Ever since graduating, I had this expectation that if I faithfully waited and listened out for God, He would give me a set of instructions to follow and that’s it – I would find my job.
I obsessed over finding a destination I saw as God’s destiny for me. As if it were some magical place that would make me feel fulfilled and full of purpose.
The result was that my pursuit of purpose had led me to lose sight of the Person. Focusing on this end-point blocked out my vision of God in the present, where my plans and my idea of God’s plans for my life affected my intimacy with God.
I’d rather be chilling next to Jesus in a boat through a storm than at the harbour without Him.
During their journey through the wilderness, the Israelites followed the pillar of cloud and fire. They didn’t rely on their own plans to take them where they needed to go. They didn’t need this “clarity” because they simply had God’s presence with them amidst the uncertainty.
I want to be like that. So as I’ve begun devoting more time to the things of God, and simply sitting at His feet, I’ve received a different kind of clarity.

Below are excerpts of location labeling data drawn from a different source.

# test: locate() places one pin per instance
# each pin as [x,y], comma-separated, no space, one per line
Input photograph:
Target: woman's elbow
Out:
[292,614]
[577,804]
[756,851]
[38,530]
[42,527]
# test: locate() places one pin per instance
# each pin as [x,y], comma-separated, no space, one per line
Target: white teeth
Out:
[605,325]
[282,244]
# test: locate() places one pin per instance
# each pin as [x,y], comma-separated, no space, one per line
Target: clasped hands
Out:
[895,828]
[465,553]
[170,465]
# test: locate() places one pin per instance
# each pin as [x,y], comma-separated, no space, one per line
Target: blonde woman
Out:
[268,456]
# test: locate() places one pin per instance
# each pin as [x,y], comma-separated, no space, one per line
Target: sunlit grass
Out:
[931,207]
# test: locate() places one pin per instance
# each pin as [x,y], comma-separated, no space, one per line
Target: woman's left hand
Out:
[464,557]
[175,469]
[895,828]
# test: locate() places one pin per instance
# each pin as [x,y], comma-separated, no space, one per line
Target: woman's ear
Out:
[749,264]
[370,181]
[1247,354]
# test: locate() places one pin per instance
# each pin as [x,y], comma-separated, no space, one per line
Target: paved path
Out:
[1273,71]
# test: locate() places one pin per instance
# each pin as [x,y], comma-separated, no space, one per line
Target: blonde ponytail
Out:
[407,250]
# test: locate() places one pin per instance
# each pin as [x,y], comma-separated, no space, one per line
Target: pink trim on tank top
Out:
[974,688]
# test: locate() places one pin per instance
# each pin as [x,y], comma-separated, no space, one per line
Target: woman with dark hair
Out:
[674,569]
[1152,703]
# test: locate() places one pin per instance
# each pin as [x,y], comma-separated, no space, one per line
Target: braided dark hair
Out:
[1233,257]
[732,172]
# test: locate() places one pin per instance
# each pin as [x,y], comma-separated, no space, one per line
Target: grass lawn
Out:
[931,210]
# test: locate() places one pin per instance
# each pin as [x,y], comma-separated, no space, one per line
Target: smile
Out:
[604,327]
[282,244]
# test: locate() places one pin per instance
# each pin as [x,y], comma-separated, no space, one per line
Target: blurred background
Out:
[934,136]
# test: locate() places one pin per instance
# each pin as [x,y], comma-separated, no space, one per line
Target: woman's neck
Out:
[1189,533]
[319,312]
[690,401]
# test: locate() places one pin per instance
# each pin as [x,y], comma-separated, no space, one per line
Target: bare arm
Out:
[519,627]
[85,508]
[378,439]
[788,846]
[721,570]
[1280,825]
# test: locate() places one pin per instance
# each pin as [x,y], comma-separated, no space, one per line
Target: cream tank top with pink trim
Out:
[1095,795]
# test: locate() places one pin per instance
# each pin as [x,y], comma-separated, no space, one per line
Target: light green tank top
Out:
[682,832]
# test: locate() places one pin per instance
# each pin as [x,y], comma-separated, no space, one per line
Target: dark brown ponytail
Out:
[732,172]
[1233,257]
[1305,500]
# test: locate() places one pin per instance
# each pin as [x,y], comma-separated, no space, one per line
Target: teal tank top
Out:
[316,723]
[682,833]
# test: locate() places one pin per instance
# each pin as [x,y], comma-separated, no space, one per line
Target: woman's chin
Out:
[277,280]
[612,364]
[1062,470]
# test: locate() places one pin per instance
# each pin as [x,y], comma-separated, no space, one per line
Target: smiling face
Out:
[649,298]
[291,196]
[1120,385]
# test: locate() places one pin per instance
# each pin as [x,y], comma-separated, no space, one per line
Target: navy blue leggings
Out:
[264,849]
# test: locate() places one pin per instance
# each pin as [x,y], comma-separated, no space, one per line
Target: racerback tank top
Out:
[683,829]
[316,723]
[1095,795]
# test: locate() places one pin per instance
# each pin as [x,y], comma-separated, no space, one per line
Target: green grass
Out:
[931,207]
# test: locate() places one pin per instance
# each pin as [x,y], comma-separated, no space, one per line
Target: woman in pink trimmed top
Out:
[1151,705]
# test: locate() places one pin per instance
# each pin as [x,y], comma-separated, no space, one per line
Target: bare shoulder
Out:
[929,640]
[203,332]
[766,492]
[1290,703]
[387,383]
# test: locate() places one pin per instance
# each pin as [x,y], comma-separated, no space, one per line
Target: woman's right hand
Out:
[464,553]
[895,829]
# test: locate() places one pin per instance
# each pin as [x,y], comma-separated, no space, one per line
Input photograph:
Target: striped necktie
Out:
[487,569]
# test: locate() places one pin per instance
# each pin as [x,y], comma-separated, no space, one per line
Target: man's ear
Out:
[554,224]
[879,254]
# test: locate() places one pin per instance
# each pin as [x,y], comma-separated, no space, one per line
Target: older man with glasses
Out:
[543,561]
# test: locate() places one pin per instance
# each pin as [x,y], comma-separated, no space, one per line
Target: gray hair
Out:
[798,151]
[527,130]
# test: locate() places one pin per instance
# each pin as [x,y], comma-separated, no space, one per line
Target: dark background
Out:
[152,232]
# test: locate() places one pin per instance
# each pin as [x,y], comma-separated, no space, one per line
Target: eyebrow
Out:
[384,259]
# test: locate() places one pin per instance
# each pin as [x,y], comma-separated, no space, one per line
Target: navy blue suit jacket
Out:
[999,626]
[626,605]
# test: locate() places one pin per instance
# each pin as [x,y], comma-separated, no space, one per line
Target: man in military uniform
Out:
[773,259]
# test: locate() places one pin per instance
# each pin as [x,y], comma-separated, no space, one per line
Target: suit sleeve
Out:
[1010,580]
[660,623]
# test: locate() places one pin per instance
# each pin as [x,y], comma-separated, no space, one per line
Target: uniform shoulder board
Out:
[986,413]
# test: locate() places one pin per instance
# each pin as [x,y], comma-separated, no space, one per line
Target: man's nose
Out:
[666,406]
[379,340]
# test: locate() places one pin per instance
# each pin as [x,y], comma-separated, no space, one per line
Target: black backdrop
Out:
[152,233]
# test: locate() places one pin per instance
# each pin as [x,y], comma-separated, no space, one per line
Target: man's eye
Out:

It’s a clarity in my heart about God’s character, and how He will be faithful to carry me through life.
Knowing this, I’d rather be chilling next to Jesus in a boat through a storm than at the harbour without Him. That’s why my prayer for 2020 is to have a clearer vision of God in my life, even if I don’t have a clear vision of my future.
God had me in His hands throughout and He has never faltered all these years. I can rest assured and trust that God will continue to lead me perfectly in the wilderness.
THINK + TALK
- What’s your 2020 vision?
- What has God spoken to you about it? What might He want you to do this year?
- How will you align yourself with God’s plan and purpose for your life?